Bir parlamento binası düşünün; -iyi ki-
yenilgiyle sonuçlanan bir kanlı darbe girişiminde darbeci
askerlerce bombalanıyor.
O parlamento olan bizim TBMM’miz, bu girişimin tamamını aydınlatmak
üzere özel bir komisyon kuruyor.
Ama aylar süren çalışmanın sonucu hazırlanan
raporun başına gelmedik kalmıyor.
Ana muhalefet partisinin “AKP-FETÖ
Kardeşliği” başlığıyla yer verdiği “şerh” rapordan
çıkarılıyor.

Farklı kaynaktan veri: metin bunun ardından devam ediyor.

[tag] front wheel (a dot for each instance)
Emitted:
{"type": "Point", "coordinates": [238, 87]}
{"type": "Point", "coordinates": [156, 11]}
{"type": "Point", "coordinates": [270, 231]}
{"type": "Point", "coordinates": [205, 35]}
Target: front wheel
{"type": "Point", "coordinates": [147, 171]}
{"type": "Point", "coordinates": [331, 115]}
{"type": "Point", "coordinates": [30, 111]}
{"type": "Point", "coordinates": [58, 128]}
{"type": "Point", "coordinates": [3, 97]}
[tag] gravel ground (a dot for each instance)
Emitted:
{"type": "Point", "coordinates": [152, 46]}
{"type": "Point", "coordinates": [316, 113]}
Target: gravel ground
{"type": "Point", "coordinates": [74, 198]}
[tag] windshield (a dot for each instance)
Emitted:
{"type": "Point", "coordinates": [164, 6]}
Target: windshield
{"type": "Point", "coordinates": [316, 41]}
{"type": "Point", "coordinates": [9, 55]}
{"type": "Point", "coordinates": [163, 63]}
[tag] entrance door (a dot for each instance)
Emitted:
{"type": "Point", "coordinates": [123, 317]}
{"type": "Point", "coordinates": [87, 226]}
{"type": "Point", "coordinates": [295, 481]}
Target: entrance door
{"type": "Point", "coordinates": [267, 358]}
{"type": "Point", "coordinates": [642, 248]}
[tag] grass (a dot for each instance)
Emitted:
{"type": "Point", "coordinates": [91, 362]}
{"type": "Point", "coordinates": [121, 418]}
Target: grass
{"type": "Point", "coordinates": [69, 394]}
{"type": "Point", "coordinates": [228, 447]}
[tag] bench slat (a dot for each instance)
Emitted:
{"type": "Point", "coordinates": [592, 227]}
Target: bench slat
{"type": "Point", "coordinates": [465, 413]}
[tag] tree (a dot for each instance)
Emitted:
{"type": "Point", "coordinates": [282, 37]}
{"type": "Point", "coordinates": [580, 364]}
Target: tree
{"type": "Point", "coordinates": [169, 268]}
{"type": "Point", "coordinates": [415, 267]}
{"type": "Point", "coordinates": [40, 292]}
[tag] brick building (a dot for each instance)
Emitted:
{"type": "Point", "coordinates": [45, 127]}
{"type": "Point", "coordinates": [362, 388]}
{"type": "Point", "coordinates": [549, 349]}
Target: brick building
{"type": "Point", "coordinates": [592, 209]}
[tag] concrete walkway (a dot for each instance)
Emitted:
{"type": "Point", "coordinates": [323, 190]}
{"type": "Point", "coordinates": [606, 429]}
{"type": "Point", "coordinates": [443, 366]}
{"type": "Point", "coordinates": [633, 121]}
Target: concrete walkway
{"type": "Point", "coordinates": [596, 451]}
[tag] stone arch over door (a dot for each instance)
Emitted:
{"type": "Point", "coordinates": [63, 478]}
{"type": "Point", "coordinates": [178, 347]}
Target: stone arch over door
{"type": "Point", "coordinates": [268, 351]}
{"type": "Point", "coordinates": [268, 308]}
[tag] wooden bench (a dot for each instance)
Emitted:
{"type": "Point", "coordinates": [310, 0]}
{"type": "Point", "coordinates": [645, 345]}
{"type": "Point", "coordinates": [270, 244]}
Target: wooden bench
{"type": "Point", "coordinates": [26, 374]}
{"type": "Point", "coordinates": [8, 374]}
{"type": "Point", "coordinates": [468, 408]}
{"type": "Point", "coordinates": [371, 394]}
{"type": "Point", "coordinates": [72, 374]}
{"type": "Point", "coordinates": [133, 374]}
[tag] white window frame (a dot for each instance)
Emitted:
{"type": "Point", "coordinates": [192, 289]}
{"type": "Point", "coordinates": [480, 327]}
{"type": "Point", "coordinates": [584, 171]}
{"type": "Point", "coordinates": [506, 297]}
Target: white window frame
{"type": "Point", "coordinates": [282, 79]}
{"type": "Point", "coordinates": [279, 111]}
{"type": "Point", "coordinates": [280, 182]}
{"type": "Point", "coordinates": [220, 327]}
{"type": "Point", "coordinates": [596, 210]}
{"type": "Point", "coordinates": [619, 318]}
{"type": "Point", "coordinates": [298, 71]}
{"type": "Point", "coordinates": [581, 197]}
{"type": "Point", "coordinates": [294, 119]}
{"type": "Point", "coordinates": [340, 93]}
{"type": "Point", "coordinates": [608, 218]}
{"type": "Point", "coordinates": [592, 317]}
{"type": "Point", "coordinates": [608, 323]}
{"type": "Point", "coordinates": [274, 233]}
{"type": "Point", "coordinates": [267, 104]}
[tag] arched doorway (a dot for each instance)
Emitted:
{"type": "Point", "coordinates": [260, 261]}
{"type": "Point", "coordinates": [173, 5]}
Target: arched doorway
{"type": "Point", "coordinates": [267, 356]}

Raporun basımının durdurulduğunun açıklanmasına karşın
700 adet basılıp özel bir odaya taşındığı ortaya
çıkıyor.
Normal koşullarda ülkeyi uçurumun kıyısına
getirmiş bir darbe girişimini, parlamento düzeyinde aydınlatma
çabası bütün yurttaşların erişimine açık olması gerekirken bu
yapılmıyor.
***
Bir medya düşünün ki, her gün gazete
görünümüyle çok sayıda parti bülteni yayımlanıyor.
O parti bültenlerini yönetenler, hayat
standartlarını gazetecilik yapmayarak yükseltiyor.
Daha doğrusu, her gün bazı gerçekleri tersyüz
edip, bazılarını çarpıtıp, bazılarını da halktan tamamen
saklayarak.
Onların banka kredilerini, çocuklarının okul
taksitlerin ödemeleri başka türlü imkânsız.
Gerçekleri karartmak yahut bazen çarpıtmak;
vergilerimizin nasıl kullanılacağına, ülkede kaç cezaevi yapılıp
hangi müteahhide para aktarılacağına, gün ışığından ne kadar mahrum
kalacağımıza karar verenlerle yapılmış bir örtük mutabakatla mümkün
olabiliyor.
***
Bugün Türkiye’nin en köklü gazetesi
Cumhuriyet’e yönelik operasyonun birinci yılı.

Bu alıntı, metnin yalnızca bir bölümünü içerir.